Dependency-free, no model files, no network. Bring any embedding model; the router only needs the vectors.
Install
npm install @metaharness/routerUse
import { Router } from '@metaharness/router';
const router = new Router({
qualityBar: 0.8, // cost-optimal: cheapest candidate predicted to clear 0.8
candidates: [
{
id: 'anthropic/claude-haiku-4.5',
costPerMTok: 3,
examples: [ /* { embedding, quality } from your eval logs */ ],
},
{
id: 'anthropic/claude-opus-4',
costPerMTok: 45,
examples: [ /* ... */ ],
},
],
});
const pick = router.route(queryEmbedding);
// → { id, predictedQuality, costPerMTok, metBar }For each candidate the router predicts quality on the new query via k-NN over
that candidate's labelled examples (query embedding → quality it achieved),
then returns the cheapest candidate predicted to clear qualityBar (or the
best-predicted if none clear it / no bar is set). Feed it your own eval logs;
the more examples, the closer it gets to the per-query oracle (DRACO's learning
curve was still rising at n=19).
Why this and not "a bigger model" / "more structure"
DRACO measured it honestly: structure degrades quality, and a cheap model matches frontier quality at ~10× lower cost. The leverage is choosing the model, not wrapping it. This is that choice as a library.
MIT.
Trained router (kernel ridge regression)
For a learned, regularised router (vs. plain k-NN), train one from the same dataset — no model files, no native deps, pure TS (ADR-043):
import { trainRouter, TrainedRouter } from '@metaharness/router';
const { router, lambda, looQuality } = trainRouter(rows, prices, { qualityBar: 0.8 });
// rows: [{ embedding, scores: { modelId: quality } }] · λ fit by leave-one-out CV
const pick = router.route(queryEmbedding);
// persist / reload the trained model (portable JSON)
const json = router.toJSON();
const same = TrainedRouter.fromJSON(json);KRR with a cosine kernel is the regularised generalisation of k-NN; λ (fit by
LOO) controls the bias–variance trade-off that hurts k-NN on small data. On the
DRACO n=20 dataset it ties k-NN (the data ceiling); it's the router that
generalises better as your eval set grows.

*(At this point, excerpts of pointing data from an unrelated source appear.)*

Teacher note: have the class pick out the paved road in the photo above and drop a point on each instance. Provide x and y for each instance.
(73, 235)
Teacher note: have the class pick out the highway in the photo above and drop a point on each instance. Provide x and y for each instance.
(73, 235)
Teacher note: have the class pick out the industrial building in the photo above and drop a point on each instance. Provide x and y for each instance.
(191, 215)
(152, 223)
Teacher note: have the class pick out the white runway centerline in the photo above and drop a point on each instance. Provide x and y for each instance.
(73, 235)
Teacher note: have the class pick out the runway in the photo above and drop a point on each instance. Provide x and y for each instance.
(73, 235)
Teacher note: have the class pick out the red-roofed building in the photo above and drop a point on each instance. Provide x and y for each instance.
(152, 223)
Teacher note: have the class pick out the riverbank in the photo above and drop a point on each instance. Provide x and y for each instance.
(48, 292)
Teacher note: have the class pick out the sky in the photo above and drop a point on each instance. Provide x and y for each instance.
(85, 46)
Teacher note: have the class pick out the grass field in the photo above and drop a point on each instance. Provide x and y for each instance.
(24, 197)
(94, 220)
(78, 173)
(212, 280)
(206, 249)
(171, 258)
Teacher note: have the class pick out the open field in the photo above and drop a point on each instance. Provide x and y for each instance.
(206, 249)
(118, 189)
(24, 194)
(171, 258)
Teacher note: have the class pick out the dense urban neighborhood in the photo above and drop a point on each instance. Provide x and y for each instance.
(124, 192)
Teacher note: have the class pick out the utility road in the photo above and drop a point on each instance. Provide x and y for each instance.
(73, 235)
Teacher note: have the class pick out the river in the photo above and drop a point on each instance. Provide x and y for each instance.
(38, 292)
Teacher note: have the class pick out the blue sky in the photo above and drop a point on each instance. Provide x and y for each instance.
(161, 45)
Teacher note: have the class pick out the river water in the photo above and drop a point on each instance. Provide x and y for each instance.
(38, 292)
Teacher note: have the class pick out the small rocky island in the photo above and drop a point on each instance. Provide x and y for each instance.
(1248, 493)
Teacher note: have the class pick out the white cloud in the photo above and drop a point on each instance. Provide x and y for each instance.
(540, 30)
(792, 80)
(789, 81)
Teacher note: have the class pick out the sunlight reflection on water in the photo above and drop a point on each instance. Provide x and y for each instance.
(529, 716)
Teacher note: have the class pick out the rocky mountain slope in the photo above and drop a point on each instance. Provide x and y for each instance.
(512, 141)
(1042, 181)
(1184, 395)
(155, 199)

Native FastGRNN router (optional, @ruvector/tiny-dancer)
The pure-TS router above needs zero native deps. For a trained native model,
the same { embedding, scores } dataset drives a real FastGRNN (Rust/NAPI,
gradients + Adam, persisted to .safetensors) — programmatically:
import { trainNativeRouter, NativeRouter, isNativeRouterAvailable } from '@metaharness/router';
// needs `npm i @ruvector/tiny-dancer` (optional peer); falls back to pure-TS otherwise
const res = await trainNativeRouter(rows, prices, { outputPath: './router.safetensors' });
const router = await NativeRouter.load({ modelPath: res.modelPath });…or with zero code via the published CLI (validated on the DRACO routing dataset — trains at the full embedding dim, e.g. 1536):
npx ruvector tiny-dancer train draco.json --out model.safetensors --prices '{"haiku":1,"opus":15}'
npx ruvector tiny-dancer score model.safetensors --query @query.json # high → route cheapPick the backend automatically with resolveRouterBackend('auto') ('native'
when tiny-dancer is installed, else 'js'). See ADR-043 for the measured data
ceiling and the train↔route dimension note.